Jakarta (ANTARA News) - Rancangan Undang-Undang Perlindungan Pekerja
Rumah Tangga (RUU PPRT) sudah ada selama 10 tahun atau dua periode di
DPR, tetapi tak kunjung dibahas.
Tampaknya terdapat tarik ulur kepentingan yang cukup kuat di dalam
parlemen sehingga RUU tersebut tak kunjung dibahas dan disahkan.
Karena itu, melihat pentingnya RUU tersebut segera disahkan menjadi
undang-undang, Jaringan Nasional Advokasi Pekerja Rumah Tangga (Jala
PRT) dan Lembaga Bantuan Hukum (LBH) Jakarta mendesak DPR periode
2014-2019 untuk memasukkan RUU PRT dalam Program Legislasi Nasional
(Prolegnas) serta segera mengesahkan menjadi undang-undang.
Pengesahan RUU tersebut dinilai mendesak karena masih banyak
permasalahan yang dialami PRT terkait pemberian hak-haknya dan kasus
kekerasan.
Pantauan Jala PRT melalui pendampingan dan pemberitaan media, pada
2014 terjadi 408 kasus kekerasan terhadap PRT. Sebanyak 90 persen
merupakan multikasus mulai dari kekerasan fisik, psikis, ekonomi dan
perdagangan manusia, dengan pelaku majikan dan agen penyalur.
Dari seluruh kasus tersebut, 85 persen terhenti proses hukumnya di
kepolisian. Hal itu dinilai tidak menimbulkan efek jera sehingga
kekerasan terhadap PRT terulang.
"Pengesahan RUU PPRT sudah sangat mendesak. Selama ini PRT
seringkali bekerja dalam situasi yang mengecualikan hak-haknya," kata
Koordinator Jala PRT Lita Anggraini.
Lita mengatakan banyak PRT yang tidak mendapatkan upah layak. Dia
mencontohkan ada PRT di Jakarta yang sudah bekerja selama tujuh tahun
masih hanya menerima gaji Rp700 ribu dan tidak mendapatkan libur karena
selama ini tinggal di rumah majikan.
Selain itu, PRT juga rentan terhadap kekerasan. Masih di Jakarta,
terdapat kejadian PRT dipukuli dan diperintah majikan untuk menjilat
susu yang tumpah ke lantai.
"Namun, kasus-kasus itu seringkali dihentikan oleh kepolisian atau
ditolak oleh pengadilan. Karena itu, kami mendesak RUU PPRT disahkan
setelah dua periode seolah sengaja diabaikan oleh DPR," tuturnya.
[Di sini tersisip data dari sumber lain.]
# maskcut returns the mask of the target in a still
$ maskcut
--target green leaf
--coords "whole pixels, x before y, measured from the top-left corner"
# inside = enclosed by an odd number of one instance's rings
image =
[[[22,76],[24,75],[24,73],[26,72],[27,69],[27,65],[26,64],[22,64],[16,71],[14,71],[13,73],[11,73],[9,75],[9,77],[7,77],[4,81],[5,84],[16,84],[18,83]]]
Sementara itu, pengacara publik dari LBH Jakarta Pratiwi Febry
mengatakan pengesahan RUU PPRT akan banyak membawa perubahan, termasuk
dalam menciptakan kemandirian anak dalam keluarga.
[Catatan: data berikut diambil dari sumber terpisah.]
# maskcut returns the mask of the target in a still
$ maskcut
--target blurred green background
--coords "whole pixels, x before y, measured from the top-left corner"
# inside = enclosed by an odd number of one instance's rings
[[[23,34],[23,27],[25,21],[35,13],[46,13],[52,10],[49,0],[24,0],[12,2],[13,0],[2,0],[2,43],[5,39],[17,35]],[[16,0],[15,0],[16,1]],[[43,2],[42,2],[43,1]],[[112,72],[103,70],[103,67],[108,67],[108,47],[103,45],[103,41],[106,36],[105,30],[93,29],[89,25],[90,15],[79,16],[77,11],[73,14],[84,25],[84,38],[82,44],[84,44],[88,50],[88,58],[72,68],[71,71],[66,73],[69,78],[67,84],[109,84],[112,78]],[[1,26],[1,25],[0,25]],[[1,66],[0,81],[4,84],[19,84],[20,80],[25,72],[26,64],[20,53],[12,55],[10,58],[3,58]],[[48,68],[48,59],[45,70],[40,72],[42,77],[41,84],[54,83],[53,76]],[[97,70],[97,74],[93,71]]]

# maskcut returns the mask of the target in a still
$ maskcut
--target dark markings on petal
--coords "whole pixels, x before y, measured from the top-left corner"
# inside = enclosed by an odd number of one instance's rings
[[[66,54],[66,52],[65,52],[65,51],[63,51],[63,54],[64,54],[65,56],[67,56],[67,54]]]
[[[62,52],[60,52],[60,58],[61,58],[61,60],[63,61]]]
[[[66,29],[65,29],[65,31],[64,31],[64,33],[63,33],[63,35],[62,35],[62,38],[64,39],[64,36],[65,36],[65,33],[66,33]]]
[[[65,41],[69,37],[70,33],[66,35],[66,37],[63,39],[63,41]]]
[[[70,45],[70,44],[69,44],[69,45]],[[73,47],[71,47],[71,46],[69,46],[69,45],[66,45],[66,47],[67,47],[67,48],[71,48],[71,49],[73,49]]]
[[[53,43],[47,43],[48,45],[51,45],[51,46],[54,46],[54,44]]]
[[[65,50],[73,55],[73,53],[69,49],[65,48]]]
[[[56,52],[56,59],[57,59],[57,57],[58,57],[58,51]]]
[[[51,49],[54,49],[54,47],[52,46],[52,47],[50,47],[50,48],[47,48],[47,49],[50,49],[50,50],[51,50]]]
"Selama ini, PRT sering harus membantu anak menyiapkan baju seragam
dan sepatu sekolah anak hingga menyusun buku-buku pelajarannya. Adanya
UU PPRT akan bisa mendorong kemandirian anak," katanya.
Karena masih banyak permasalahan yang dialami PRT terkait pemberian
hak-haknya dan kasus kekerasan, maka Jala PRT dan LBH Jakarta menilai
pengesahan RUU PPRT.
Lita Anggraini mengatakan pemberian hak-hak PRT harus dilakukan
dengan mengakui bahwa PRT adalah pekerja. Selama ini, PRT tidak dianggap
sebagai pekerja sehingga hak-haknya diabaikan.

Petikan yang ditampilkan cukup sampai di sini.